The Impossible Detective by Bob Reiss is a fast-paced mystery that brings vintage noir back into the spotlight with a modern edge.
Intrigued? Well read on to discover an excerpt from The Impossible Detective by Bob Reiss, which releases on January 20th 2026.
Nobody believes her. But when killers target Abani, Mark discovers a threat of impossible power—one that can hide, lie, steal, and kill more destructively than any criminal he’s ever faced.
A gripping murder mystery that raises chilling questions about what would happen if technology had the power to choose evil.
ONE
Artificial intelligence? I’ll tell you about artificial intelligence. Look at Congress. Look at the mayor. Look at half the reprobates who show up at my office. There’s plenty of artificial intelligence walking around on two legs these days. Who needs a machine to achieve it?
I was being chewed out by the country’s third richest man when I spotted the kid again, out on Edgar Allan Poe Street in New York City, across from my brownstone. From three stories up, the figure looked eleven or twelve years old. A blue hoodie hid the face. Pink sneakers. Pink knapsack. Pink fingernail polish, so probably a girl, but you never know. I’d first spotted her at eight this morning, peering over the concrete wall separating my rear garden from the co-op on Eighty-Fifth Street. Then again, two hours later, pacing, caught on the security camera mounted over my front door. She’s scared, I thought, watching her freeze between two parked cars, looking left, right, left, as if afraid to move. She took a single step forward and yanked her foot back. A car shot past. She dashed across the street.
My business makes me a student of fright. People who show up here tend to be driven by panic. Sometimes they try to hide it. Or they burst into tears. Sometimes they curse or bluster with rage. But it boils down to fright. I think of the leather recliner on the far side of my desk, where the country’s third richest man now sat, as the scare chair.
The kid was now on my front step, looking up on the security monitor. My client drew my attention back by banging his skinny fist on my blotter, crying “ouch,” and pulling it back. The third wealthiest man in the US had a beanpole body, a mop of wild red hair, a MORDOR FUN RUN T-shirt. He sat beneath an old film poster from 1949, The Falcon Returns, in which the actor who played my grandfather aimed a pistol at Nazi thugs while cradling an unconscious slinky nightclub singer in his other arm.
Grandfather was the true Falcon in real life—the suave, rich private investigator upon whom those old films were based. And the client sitting across from me now was exactly the kind of person Grandy had taught me to avoid.
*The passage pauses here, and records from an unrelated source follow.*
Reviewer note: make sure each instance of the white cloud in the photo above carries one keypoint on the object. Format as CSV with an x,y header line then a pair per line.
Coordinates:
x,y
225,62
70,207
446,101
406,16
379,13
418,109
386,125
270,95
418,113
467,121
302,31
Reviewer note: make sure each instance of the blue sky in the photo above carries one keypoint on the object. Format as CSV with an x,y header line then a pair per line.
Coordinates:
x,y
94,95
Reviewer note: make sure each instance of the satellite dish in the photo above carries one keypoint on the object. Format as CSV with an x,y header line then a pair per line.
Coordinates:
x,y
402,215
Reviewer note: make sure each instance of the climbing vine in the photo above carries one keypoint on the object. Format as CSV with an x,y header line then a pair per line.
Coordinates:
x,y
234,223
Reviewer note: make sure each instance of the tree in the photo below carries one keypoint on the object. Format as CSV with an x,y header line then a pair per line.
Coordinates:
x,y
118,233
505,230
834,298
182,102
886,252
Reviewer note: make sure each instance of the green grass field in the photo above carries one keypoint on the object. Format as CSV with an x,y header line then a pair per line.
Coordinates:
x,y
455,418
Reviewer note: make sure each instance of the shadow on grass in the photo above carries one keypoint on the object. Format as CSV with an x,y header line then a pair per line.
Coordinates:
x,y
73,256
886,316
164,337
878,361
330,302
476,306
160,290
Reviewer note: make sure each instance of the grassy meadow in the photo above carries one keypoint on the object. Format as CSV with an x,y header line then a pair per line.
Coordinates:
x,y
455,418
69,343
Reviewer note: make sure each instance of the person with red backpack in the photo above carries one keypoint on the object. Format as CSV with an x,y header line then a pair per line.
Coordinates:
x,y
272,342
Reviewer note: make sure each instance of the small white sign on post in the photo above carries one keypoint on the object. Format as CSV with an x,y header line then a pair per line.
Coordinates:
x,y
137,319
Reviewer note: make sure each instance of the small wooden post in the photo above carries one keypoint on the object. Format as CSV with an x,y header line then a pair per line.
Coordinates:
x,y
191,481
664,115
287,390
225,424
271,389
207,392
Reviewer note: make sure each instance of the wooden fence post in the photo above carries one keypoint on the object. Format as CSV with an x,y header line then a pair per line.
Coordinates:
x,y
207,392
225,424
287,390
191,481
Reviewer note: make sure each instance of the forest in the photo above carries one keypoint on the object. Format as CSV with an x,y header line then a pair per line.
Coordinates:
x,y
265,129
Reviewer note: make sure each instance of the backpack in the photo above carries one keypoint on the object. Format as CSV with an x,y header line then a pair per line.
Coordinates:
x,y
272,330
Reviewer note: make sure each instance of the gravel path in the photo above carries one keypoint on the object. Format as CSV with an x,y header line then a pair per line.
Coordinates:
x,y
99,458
“You can’t fire me,” Bradley Kranepool sputtered, rubbing his thin little hand.
“Actually, I can. You lied to me, Bradley.”
“Those were just words, Mr. St. Johns.”
“Last time I checked, that’s what lies are.”
The doorbell rang downstairs. On monitor two, I saw the top of the kid’s hoodie. Normally my best friend and partner Oscar Narvaez would answer, but Oscar and his wife Cristina were out co-op hunting, looking to move away from the second-floor apartment where they’d lived for the past ten years. Due to recent tension between us, Cristina was pushing for them to move away.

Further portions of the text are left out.